NVM-Express isn’t new. Development on the interface, which provides lean and mean access to non-volatile memory, first came to light a decade ago, with technical work starting two years later through a work group that comprised more than 90 tech vendors. The first NVM-Express specification came out in 2011, and now the technology is going mainstream.
How quickly and pervasively remains to be seen. NVM-Express promises significant boosts in performance to SSDs while driving down the latency, which would be a boon to HPC organizations and the wider world of enterprises as prices for SSDs continue to fall and adoption grows. A broad range of vendors, including Intel, Dell EMC, IBM, Pure Storage, and others, are growing their NVM-Express product portfolios to meet a growing demand for the technology.
Newisys, which used to make server chipsets and which for years has been a part of contract manufacturer Sanmina-SCI, is among those vendors expecting a surge in demand for NVM-Express. Speaking at SC17 earlier this month, Rick Kumar, vice president of product development at Newisys, noted numbers from G2M Research predicting that by 2020, more than half of all servers will ship with NVM-Express drives – an average of 5.5 drives per system –more than 60 percent of storage server drives will be NVM-Express, and innovation by Intel and others will drive down costs associated with the interface. Given what NVM-Express promises, the upward trends are no surprise, Kumar said.
“NVM-Express is undergoing a massive change in the market,” he said, noting that adoption in the HPC market is expected to grow quickly. “NVM-Express ultimately eliminates the unnecessary overhead of the SCSI stack and supporting a lot more queues at a higher bandwidth with significantly lower latency. That’s the main driver.”
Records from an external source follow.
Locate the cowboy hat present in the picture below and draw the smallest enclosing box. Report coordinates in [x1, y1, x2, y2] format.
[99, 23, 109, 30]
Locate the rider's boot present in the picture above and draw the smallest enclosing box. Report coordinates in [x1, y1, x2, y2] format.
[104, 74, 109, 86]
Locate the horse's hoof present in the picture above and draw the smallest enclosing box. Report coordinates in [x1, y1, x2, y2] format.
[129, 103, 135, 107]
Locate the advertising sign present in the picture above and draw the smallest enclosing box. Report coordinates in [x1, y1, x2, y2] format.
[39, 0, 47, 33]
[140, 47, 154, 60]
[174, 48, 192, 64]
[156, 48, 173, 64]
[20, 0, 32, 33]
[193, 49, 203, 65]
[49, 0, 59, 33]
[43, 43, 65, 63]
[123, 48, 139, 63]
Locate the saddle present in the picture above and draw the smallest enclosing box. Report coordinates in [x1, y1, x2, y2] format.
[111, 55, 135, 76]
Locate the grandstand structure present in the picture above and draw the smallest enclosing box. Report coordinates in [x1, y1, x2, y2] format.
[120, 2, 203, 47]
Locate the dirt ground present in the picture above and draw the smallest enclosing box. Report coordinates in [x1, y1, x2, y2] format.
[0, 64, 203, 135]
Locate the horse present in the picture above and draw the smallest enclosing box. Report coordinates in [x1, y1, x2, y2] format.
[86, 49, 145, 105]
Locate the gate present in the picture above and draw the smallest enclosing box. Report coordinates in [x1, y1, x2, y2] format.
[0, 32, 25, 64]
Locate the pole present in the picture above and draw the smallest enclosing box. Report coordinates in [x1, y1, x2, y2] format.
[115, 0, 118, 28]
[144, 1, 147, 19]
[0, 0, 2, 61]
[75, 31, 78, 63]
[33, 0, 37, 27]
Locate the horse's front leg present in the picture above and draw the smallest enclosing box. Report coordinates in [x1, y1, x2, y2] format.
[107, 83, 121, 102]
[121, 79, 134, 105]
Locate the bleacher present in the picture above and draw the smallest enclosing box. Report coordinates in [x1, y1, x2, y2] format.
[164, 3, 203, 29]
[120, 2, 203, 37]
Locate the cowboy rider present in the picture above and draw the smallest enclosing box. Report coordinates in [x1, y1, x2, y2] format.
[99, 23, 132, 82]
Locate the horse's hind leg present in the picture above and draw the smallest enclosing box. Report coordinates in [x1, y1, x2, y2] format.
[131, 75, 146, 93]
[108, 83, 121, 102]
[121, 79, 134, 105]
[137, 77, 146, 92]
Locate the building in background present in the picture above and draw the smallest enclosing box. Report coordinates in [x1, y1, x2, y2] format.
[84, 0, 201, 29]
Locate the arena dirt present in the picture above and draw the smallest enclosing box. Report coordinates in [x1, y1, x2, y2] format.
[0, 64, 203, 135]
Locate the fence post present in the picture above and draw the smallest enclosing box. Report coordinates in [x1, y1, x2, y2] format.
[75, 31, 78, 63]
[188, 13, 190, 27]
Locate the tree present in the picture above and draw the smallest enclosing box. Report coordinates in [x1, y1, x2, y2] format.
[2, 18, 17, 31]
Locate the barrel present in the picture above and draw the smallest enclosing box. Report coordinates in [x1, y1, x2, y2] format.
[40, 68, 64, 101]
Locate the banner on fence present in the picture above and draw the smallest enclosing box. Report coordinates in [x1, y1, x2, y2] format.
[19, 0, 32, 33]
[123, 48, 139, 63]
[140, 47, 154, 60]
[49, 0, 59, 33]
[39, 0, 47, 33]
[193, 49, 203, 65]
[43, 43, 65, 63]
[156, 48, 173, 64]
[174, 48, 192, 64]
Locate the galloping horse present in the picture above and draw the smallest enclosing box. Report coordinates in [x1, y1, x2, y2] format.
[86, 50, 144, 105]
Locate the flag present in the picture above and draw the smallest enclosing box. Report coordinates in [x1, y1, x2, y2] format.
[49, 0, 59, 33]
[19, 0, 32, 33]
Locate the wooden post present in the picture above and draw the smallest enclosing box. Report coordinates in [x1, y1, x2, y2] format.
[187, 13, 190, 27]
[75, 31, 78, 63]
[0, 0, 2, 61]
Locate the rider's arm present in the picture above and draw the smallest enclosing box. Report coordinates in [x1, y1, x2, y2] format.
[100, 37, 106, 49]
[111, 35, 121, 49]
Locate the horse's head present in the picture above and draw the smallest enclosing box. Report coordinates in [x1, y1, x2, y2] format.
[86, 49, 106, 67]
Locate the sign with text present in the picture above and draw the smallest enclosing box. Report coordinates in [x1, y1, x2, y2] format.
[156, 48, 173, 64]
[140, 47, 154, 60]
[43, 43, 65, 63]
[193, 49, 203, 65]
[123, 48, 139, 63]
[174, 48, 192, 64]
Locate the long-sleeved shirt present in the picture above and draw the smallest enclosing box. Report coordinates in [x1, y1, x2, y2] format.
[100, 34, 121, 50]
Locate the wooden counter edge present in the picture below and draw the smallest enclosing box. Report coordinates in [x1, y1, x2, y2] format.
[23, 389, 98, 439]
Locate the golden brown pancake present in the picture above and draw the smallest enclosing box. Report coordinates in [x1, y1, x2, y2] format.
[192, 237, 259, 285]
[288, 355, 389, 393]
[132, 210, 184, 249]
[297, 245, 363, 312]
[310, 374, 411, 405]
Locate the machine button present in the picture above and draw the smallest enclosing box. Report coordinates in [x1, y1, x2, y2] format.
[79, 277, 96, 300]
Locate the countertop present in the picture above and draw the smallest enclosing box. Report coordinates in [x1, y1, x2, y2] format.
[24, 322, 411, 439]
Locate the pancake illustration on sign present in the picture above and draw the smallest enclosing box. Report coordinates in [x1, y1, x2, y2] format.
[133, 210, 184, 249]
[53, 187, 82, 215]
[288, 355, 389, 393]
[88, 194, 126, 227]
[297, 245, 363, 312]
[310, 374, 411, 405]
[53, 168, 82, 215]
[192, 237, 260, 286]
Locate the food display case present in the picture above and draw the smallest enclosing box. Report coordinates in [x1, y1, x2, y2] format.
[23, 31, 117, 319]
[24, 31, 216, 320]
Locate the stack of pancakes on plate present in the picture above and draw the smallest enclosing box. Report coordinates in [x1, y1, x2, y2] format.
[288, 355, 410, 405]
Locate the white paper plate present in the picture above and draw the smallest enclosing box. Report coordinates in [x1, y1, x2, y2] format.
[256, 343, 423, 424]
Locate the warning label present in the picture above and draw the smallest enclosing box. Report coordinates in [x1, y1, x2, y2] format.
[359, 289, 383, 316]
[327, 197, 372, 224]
Another driver is the work by vendors like Intel that are “dramatically widening the performance gap” between SAS and NVM-Express. Newisys for more than a year has been implementing NVM-Express in its platforms. It currently offers four NVM-Express-based platforms that include running NVM-Express over Fabrics, directly attached to the CPU and as a storage expansion flash array (JBOF, short for Just a Bunch of Flash). In his talk at the conference, Kumar noted that there are different ways to connect NVM-Express depending on the requirements around scale and flexibility, with each carrying trade-offs in performance, latency, and cost.
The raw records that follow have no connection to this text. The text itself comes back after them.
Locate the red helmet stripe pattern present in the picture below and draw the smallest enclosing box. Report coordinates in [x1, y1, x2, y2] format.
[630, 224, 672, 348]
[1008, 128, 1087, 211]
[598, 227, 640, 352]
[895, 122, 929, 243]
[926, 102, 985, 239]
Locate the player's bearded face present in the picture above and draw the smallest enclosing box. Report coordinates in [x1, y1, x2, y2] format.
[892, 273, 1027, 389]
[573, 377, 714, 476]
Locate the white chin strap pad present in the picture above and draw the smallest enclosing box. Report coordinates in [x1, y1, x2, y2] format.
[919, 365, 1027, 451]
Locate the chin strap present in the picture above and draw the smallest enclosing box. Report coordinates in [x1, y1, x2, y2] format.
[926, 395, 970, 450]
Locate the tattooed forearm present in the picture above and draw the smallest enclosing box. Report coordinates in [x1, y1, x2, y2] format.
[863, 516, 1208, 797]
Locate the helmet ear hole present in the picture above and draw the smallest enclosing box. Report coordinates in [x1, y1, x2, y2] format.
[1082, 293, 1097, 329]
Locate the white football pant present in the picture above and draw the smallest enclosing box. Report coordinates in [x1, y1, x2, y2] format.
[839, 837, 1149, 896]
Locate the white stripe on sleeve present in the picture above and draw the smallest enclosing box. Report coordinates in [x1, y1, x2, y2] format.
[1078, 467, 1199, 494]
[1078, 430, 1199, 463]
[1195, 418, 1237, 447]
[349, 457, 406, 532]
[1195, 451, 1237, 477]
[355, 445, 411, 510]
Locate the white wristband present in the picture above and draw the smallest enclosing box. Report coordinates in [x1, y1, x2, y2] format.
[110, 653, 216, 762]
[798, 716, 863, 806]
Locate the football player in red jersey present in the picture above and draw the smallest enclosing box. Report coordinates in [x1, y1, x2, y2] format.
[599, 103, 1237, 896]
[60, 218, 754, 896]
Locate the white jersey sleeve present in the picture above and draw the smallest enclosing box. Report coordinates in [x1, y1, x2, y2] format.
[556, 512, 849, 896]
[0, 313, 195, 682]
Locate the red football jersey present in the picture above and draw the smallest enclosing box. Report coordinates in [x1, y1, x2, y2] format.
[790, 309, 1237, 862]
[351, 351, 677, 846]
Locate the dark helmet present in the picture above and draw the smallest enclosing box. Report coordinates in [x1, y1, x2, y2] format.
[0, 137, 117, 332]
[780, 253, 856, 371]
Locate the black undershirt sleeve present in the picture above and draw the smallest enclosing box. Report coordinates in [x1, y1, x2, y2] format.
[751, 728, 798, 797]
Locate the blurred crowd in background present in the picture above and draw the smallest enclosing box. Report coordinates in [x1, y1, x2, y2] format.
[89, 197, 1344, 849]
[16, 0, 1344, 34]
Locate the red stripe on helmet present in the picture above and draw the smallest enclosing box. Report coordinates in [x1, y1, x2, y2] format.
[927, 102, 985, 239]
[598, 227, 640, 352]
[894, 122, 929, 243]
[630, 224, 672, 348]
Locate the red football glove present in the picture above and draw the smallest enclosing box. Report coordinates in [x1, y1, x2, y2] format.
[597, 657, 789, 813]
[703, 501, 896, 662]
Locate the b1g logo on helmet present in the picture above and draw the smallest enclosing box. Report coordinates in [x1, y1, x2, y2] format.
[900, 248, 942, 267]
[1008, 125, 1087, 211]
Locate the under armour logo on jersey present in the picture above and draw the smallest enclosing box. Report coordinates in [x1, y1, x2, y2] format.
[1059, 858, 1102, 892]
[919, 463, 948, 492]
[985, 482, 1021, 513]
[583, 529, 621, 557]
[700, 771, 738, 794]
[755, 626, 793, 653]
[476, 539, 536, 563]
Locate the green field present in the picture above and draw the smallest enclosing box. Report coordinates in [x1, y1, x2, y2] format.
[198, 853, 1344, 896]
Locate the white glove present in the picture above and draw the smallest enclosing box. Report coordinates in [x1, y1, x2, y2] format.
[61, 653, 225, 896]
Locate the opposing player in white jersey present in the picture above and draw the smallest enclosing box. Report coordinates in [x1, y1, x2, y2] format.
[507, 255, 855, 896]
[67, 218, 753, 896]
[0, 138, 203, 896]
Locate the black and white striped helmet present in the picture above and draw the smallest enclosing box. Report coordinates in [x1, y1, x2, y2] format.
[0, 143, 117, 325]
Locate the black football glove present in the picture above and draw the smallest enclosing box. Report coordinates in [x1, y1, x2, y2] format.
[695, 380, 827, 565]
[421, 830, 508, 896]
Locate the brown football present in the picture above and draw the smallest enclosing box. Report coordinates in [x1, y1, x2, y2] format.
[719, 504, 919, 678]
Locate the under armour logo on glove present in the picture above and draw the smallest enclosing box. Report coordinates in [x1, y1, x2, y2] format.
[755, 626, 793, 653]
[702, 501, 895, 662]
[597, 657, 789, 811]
He used a scenario of the NVM-Express drive being directly attached to the CPU, using it as a baseline for latency and cost efficiency, but noted that with this implementation, there are is no flexibility in allocating drives to different CPUs, capacity is fixed to what the drive is connected to and high availability must be managed by the host system. A JBOF environment where NVM-Express drives are connected over PCI-Express or copper in a rack adds hundreds of nanoseconds of latency, but offers greater flexibility in allocating drives, with an addition cost per SSD of $250. The host still does all of the high availability support.
NVM-Express over Ethernet with a hardware implementation adds 70 microseconds in latency, but offers more flexibility, capacity is essentially unlimited – “you can continue to add more and more NVM-Express or fabric hardware” – with an additional $500 per SSD added to the cost. On X86 server platforms with NVM-Express with Linux applications, there is a latency increase of about 20 microseconds, but the drives can be virtualized and exported. The added cost is about $600 per SSD.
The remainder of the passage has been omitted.